Recently, I have been thinking more critically and thoughtfully about the criminal justice system in the U.S. and in New York City more specifically. I discovered the work of the Brooklyn Bail Fund and have been inspired by their work to decrease the burden placed on low-income people facing the criminal justice system.
By now, we know that the carceral state disproportionately targets and punishes young men of color, and poor men of color are especially vulnerable to the intersection of poverty, arrests, bail and jail. As someone who went to private schools and saw the prevalence of drug use by the children of the 1 percent, as a young adult I always wondered why police did not simply target elite schools if they really wanted to find drug users and drug dealers. But we know that they do not. Power, class and race prevent them from targeting that low hanging fruit. Therefore, poor communities are disproportionately affected by the criminal justice system.
As the Brooklyn Bail Fund explains, “Rikers Island is filled with thousands of poor people accused of petty crimes. They’re not serving time as a punishment. They’ve been found guilty of no crime. They’re languishing in jail because a small amount of bail far exceeds what they and their families can afford. Ninety percent are Black or Hispanic. Their poverty alone imprisons them. The result is two systems of criminal justice: one for those who have and one for those who do not.”
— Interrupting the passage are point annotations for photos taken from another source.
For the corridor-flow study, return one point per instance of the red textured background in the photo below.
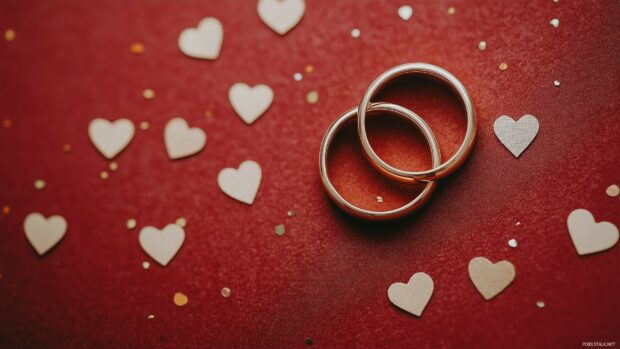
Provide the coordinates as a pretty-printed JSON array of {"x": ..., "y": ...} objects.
[{"x": 327, "y": 277}]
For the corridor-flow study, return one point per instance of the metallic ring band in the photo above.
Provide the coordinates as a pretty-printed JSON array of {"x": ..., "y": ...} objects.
[
  {"x": 438, "y": 170},
  {"x": 378, "y": 215}
]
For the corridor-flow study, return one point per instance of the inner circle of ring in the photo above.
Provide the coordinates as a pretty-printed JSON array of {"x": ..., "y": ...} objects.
[
  {"x": 418, "y": 201},
  {"x": 438, "y": 170}
]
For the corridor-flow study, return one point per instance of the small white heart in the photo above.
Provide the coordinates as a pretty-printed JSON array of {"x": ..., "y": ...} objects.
[
  {"x": 241, "y": 184},
  {"x": 43, "y": 234},
  {"x": 589, "y": 236},
  {"x": 281, "y": 15},
  {"x": 413, "y": 296},
  {"x": 162, "y": 245},
  {"x": 405, "y": 12},
  {"x": 110, "y": 138},
  {"x": 181, "y": 140},
  {"x": 490, "y": 279},
  {"x": 516, "y": 135},
  {"x": 250, "y": 102},
  {"x": 203, "y": 42}
]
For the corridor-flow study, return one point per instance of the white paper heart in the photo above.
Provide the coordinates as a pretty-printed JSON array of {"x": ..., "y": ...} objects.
[
  {"x": 490, "y": 279},
  {"x": 405, "y": 12},
  {"x": 203, "y": 42},
  {"x": 589, "y": 236},
  {"x": 42, "y": 233},
  {"x": 110, "y": 138},
  {"x": 516, "y": 135},
  {"x": 181, "y": 140},
  {"x": 281, "y": 15},
  {"x": 250, "y": 102},
  {"x": 241, "y": 184},
  {"x": 163, "y": 244},
  {"x": 413, "y": 296}
]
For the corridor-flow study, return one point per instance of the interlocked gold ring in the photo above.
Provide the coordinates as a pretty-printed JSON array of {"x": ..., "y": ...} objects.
[{"x": 438, "y": 170}]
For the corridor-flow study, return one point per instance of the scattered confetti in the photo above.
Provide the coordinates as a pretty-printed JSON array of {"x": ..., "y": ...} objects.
[
  {"x": 137, "y": 48},
  {"x": 9, "y": 35},
  {"x": 39, "y": 184},
  {"x": 555, "y": 22},
  {"x": 280, "y": 230},
  {"x": 131, "y": 223},
  {"x": 312, "y": 97},
  {"x": 181, "y": 222},
  {"x": 180, "y": 299},
  {"x": 613, "y": 190}
]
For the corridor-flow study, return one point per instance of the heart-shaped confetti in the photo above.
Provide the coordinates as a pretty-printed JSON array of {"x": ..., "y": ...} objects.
[
  {"x": 405, "y": 12},
  {"x": 490, "y": 279},
  {"x": 413, "y": 296},
  {"x": 181, "y": 140},
  {"x": 162, "y": 245},
  {"x": 42, "y": 233},
  {"x": 516, "y": 135},
  {"x": 281, "y": 15},
  {"x": 250, "y": 102},
  {"x": 203, "y": 42},
  {"x": 110, "y": 138},
  {"x": 589, "y": 236},
  {"x": 241, "y": 184}
]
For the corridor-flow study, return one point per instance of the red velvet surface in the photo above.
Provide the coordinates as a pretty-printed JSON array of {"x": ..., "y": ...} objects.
[{"x": 327, "y": 277}]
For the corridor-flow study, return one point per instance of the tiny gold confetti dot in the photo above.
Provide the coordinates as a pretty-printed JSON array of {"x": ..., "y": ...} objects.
[
  {"x": 180, "y": 299},
  {"x": 280, "y": 229},
  {"x": 131, "y": 223},
  {"x": 9, "y": 35},
  {"x": 613, "y": 190},
  {"x": 512, "y": 243},
  {"x": 137, "y": 48},
  {"x": 312, "y": 97},
  {"x": 148, "y": 94},
  {"x": 39, "y": 184},
  {"x": 555, "y": 22}
]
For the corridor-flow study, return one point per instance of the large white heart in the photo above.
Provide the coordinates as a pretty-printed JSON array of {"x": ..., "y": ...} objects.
[
  {"x": 163, "y": 244},
  {"x": 42, "y": 233},
  {"x": 589, "y": 236},
  {"x": 250, "y": 102},
  {"x": 110, "y": 138},
  {"x": 241, "y": 184},
  {"x": 181, "y": 140},
  {"x": 490, "y": 279},
  {"x": 516, "y": 135},
  {"x": 205, "y": 41},
  {"x": 281, "y": 15},
  {"x": 413, "y": 296}
]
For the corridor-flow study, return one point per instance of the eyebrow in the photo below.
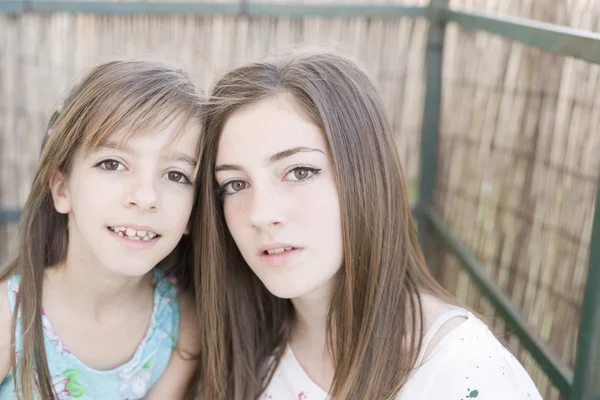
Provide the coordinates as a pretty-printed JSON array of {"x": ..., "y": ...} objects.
[
  {"x": 172, "y": 156},
  {"x": 272, "y": 159}
]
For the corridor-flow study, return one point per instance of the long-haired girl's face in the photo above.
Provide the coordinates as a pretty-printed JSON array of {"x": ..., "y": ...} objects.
[
  {"x": 129, "y": 202},
  {"x": 280, "y": 198}
]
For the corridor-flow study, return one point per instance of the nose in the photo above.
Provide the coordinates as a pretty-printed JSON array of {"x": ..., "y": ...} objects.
[
  {"x": 143, "y": 192},
  {"x": 267, "y": 207}
]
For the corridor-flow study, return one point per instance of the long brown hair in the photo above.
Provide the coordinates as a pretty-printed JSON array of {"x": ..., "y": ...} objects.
[
  {"x": 133, "y": 94},
  {"x": 375, "y": 319}
]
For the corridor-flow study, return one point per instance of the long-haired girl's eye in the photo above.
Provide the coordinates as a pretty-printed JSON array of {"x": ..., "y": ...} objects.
[
  {"x": 232, "y": 187},
  {"x": 178, "y": 177},
  {"x": 300, "y": 174},
  {"x": 110, "y": 165}
]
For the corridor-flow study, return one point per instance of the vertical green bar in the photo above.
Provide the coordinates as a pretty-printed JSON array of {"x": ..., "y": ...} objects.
[
  {"x": 586, "y": 380},
  {"x": 431, "y": 116}
]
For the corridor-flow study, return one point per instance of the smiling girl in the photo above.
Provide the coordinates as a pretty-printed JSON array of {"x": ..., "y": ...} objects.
[{"x": 95, "y": 305}]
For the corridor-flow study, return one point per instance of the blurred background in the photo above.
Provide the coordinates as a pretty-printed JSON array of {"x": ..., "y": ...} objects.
[{"x": 518, "y": 152}]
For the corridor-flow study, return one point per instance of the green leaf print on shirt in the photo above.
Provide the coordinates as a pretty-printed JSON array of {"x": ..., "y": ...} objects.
[
  {"x": 73, "y": 387},
  {"x": 148, "y": 364}
]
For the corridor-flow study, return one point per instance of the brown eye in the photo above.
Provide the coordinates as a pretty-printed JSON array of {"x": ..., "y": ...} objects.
[
  {"x": 236, "y": 186},
  {"x": 301, "y": 174},
  {"x": 178, "y": 177},
  {"x": 233, "y": 187},
  {"x": 110, "y": 165}
]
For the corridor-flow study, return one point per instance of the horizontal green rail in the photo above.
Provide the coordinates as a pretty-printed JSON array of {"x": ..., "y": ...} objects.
[
  {"x": 559, "y": 374},
  {"x": 251, "y": 8},
  {"x": 548, "y": 37}
]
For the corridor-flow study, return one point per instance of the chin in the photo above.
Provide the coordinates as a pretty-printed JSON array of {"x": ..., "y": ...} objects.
[
  {"x": 284, "y": 291},
  {"x": 132, "y": 270}
]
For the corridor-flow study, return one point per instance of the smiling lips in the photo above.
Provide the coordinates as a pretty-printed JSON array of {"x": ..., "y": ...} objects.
[
  {"x": 278, "y": 250},
  {"x": 133, "y": 234}
]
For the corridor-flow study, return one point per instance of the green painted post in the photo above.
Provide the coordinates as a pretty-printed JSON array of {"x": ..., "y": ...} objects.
[
  {"x": 431, "y": 117},
  {"x": 586, "y": 381}
]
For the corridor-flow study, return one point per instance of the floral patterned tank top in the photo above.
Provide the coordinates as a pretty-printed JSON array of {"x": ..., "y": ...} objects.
[{"x": 72, "y": 379}]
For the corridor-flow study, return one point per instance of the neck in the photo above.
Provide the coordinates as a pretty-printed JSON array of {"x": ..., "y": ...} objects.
[
  {"x": 310, "y": 325},
  {"x": 309, "y": 337}
]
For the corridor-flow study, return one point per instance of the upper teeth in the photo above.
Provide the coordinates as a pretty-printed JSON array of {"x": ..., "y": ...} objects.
[
  {"x": 280, "y": 250},
  {"x": 132, "y": 233}
]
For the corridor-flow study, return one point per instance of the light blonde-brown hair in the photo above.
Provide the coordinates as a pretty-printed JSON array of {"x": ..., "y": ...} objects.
[
  {"x": 375, "y": 319},
  {"x": 134, "y": 96}
]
Therefore, the purpose of bail no longer has its intended effects. Because of court fees, poorer families are often forced into plea deals that further disenfranchise them and separate them from their loved ones and their communities. If we live in a democratic society, we cannot continue to incarcerate our citizens, and especially our young, based solely on their economic stability or lack thereof. Poverty should not rob people of their rights, their freedom and their future.
I can’t fathom the number of young men and women of color in Rikers Island awaiting a court date that is weeks, months or maybe even years from now. Jumping a subway turnstile should not adversely alter one’s life for decades to come.
I am making a commitment to educate myself on what is happening to our youth so that substantive action can be taken. The work of Columbia University sociologist Carla Shedd, Ph.D., tackles the difficult questions pertaining to youth incarceration, exploration of the “carceral continuum” and school systems that either educate or criminalize adolescents. Her forthcoming book, “Unequal City: Race, Schools, and Perceptions of Injustice,” will help me become better informed of the problem so that I can figure out the best way to become part of the solution. This challenge seems insurmountable at times, but there are so many scholars and organizations who have their eye on the solution, it is up to us to find them and join the struggle.